Las autoridades municipales de Guayaquil, con todo el derecho, están ordenando el casco comercial a través del adecentamiento de calles y plazas, la ampliación de aceras y, sobre todo, con la prohibición de que los vendedores informales ejerzan su actividad en el sector.
La intención de cambiarle la cara a la urbe, para que deje esa apariencia de feria callejera, desordenada y sucia es buena. Pero nadie puede olvidar que las ciudades y pueblos del mundo deben su existencia a sus habitantes. El ser humano es, y debe ser, el eje de los cambios en cualquier jurisdicción.
La gran mayoría de quienes deambulan por el centro del puerto principal, comercializando alimentos o bebidas, lo hace porque no encuentra otra forma de ganarse la vida para llevar el sustento a sus familias.
Las condiciones de pobreza en las que se desenvuelve gran parte de la población no han cambiado con el modelo de ciudad exitosa; es evidente que se han agudizado. Un ejemplo es el caso de los informales no videntes que ocupan una mínima parte de las aceras en la avenida 9 de Octubre.

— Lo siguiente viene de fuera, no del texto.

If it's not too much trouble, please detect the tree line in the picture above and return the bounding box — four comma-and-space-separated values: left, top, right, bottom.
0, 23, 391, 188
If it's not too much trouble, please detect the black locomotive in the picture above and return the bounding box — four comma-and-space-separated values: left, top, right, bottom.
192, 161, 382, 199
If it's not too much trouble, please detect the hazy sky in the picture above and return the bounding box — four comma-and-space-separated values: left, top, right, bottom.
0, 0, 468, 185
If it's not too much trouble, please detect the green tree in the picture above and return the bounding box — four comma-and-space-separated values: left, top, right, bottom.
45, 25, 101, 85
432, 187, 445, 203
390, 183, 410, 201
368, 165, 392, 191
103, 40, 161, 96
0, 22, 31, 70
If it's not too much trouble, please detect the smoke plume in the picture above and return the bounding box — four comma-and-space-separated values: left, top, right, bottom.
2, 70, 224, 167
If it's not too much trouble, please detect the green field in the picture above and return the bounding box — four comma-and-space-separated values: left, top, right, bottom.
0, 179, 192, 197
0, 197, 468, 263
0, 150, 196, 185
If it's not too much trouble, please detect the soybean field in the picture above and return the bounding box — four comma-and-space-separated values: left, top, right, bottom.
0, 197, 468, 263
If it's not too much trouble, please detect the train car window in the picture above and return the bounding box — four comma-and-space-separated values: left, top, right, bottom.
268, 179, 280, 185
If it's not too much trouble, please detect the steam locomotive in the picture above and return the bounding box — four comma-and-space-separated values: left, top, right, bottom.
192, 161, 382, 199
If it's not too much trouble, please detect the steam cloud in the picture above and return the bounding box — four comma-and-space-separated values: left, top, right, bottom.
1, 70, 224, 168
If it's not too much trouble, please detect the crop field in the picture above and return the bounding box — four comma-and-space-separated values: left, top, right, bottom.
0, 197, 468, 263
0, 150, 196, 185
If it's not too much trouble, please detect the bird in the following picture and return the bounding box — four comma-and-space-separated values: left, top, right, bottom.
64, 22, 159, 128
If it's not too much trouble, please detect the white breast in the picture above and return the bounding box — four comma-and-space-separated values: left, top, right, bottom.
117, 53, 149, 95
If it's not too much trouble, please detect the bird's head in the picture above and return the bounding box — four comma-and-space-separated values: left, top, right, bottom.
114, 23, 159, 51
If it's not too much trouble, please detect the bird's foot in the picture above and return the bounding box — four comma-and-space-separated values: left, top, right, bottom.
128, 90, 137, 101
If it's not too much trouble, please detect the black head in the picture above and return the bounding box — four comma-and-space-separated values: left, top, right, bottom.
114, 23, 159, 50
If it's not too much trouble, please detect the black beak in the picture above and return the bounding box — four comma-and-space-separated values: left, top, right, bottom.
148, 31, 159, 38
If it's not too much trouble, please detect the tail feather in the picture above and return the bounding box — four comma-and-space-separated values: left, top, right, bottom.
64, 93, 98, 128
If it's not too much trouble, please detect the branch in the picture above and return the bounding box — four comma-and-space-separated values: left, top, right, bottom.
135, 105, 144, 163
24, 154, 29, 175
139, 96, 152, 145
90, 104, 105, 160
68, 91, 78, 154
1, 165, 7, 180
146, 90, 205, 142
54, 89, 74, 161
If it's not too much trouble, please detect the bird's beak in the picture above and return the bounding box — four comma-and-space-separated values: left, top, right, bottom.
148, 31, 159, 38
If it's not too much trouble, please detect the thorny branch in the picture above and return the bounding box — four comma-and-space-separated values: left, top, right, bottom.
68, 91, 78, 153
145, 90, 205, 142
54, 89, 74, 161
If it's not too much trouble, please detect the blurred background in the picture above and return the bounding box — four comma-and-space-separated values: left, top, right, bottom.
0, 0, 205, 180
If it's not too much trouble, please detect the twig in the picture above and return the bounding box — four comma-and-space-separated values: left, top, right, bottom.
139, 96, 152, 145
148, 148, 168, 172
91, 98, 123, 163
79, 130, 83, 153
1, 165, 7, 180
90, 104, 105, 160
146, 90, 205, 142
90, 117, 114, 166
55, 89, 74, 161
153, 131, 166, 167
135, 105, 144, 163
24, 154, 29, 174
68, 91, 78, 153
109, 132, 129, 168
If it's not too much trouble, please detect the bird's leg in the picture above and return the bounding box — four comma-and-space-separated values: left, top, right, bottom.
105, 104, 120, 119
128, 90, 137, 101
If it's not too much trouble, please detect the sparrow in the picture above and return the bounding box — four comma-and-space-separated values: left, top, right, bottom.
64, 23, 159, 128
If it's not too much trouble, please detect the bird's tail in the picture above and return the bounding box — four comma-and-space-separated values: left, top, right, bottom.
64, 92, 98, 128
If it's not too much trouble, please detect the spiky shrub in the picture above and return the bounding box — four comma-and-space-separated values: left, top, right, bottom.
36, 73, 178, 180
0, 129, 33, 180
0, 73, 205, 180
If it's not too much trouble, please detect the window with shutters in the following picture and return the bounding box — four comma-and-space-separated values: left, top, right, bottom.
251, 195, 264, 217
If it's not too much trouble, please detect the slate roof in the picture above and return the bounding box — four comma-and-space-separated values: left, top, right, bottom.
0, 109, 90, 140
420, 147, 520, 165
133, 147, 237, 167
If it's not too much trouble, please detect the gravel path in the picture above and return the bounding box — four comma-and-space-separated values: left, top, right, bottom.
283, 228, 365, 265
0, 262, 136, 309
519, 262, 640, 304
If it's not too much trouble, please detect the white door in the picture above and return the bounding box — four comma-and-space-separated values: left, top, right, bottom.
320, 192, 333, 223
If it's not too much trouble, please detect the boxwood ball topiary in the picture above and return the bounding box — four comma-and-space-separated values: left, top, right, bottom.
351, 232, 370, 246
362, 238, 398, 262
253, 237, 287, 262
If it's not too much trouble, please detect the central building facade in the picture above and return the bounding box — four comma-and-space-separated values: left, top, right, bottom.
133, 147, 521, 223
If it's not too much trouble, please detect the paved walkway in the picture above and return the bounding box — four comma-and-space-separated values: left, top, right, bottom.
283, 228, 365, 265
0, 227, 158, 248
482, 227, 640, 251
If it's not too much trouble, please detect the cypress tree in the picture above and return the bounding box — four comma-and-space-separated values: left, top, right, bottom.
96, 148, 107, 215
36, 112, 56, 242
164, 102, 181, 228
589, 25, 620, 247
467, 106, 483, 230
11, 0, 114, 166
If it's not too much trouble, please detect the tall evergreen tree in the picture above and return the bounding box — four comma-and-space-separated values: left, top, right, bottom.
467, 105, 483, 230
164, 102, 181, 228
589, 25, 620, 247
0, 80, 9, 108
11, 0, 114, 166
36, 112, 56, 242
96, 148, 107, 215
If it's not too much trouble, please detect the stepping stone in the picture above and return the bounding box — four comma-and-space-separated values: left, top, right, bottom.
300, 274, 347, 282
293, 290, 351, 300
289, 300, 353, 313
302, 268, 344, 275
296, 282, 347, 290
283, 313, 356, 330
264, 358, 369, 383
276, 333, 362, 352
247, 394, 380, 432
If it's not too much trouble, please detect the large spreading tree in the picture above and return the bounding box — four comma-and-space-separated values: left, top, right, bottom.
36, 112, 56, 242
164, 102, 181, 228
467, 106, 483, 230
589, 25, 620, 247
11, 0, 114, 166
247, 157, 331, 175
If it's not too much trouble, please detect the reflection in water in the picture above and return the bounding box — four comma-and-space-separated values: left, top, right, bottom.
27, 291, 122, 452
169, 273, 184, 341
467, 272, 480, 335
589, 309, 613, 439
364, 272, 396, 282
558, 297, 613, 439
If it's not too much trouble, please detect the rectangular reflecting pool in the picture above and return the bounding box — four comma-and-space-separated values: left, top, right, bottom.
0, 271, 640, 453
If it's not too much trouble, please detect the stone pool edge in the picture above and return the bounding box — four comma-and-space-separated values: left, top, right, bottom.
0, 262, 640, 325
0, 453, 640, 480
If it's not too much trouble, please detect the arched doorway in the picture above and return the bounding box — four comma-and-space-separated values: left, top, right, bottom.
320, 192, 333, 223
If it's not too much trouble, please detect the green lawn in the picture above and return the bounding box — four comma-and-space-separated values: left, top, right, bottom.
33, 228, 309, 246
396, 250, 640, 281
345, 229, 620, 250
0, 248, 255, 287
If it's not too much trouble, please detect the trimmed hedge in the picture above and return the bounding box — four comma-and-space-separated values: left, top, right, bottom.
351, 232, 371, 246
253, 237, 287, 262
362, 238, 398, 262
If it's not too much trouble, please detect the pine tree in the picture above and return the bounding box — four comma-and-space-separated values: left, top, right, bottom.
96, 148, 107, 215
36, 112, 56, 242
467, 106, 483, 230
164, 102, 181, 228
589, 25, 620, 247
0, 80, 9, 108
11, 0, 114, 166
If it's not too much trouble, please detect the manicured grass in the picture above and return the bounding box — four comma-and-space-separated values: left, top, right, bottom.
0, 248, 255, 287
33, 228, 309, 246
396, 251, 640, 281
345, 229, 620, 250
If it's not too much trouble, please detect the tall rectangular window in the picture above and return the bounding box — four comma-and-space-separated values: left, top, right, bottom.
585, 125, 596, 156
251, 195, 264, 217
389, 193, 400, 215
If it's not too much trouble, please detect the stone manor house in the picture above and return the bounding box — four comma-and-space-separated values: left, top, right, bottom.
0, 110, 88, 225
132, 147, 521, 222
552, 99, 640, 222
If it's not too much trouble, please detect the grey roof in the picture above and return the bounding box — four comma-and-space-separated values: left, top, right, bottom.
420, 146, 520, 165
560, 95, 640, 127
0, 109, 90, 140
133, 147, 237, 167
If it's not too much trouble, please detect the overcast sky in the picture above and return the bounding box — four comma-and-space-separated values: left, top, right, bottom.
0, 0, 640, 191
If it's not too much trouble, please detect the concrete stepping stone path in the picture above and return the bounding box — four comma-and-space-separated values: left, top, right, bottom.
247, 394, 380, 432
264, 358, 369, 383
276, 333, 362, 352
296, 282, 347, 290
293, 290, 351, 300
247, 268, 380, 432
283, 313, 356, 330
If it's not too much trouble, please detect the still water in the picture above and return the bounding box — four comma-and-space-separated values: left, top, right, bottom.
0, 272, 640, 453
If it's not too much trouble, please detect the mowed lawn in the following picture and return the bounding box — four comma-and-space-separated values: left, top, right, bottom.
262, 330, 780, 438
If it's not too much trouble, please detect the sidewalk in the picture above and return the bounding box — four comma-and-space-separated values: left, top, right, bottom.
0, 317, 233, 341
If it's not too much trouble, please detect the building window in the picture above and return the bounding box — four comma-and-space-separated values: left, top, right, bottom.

Hasta hace dos semanas no habían tenido problemas en ofertar sus productos, hasta que los guardias metropolitanos los acordonaron para impedir su presencia. Ellos solicitaron audiencia con las autoridades y les fue concedida. El Municipio ofreció construirles kioskos en diferentes sectores de la vía, con una capacidad para cuatro personas. El lunes no se produjo la esperada reubicación y ayer la promesa de proveerles de un espacio formal que les devuelva la dignidad empezó a disiparse. Mientras tanto, siguen esperando, como siempre lo han hecho, la caridad y benevolencia oficial.
Sus actividades no molestan a nadie más que a quienes imaginaron una ciudad partida en dos: los espacios para la nostalgia por Miami y los suburbios que esconden la realidad de un conglomerado que nunca fue tomado en cuenta para progresar.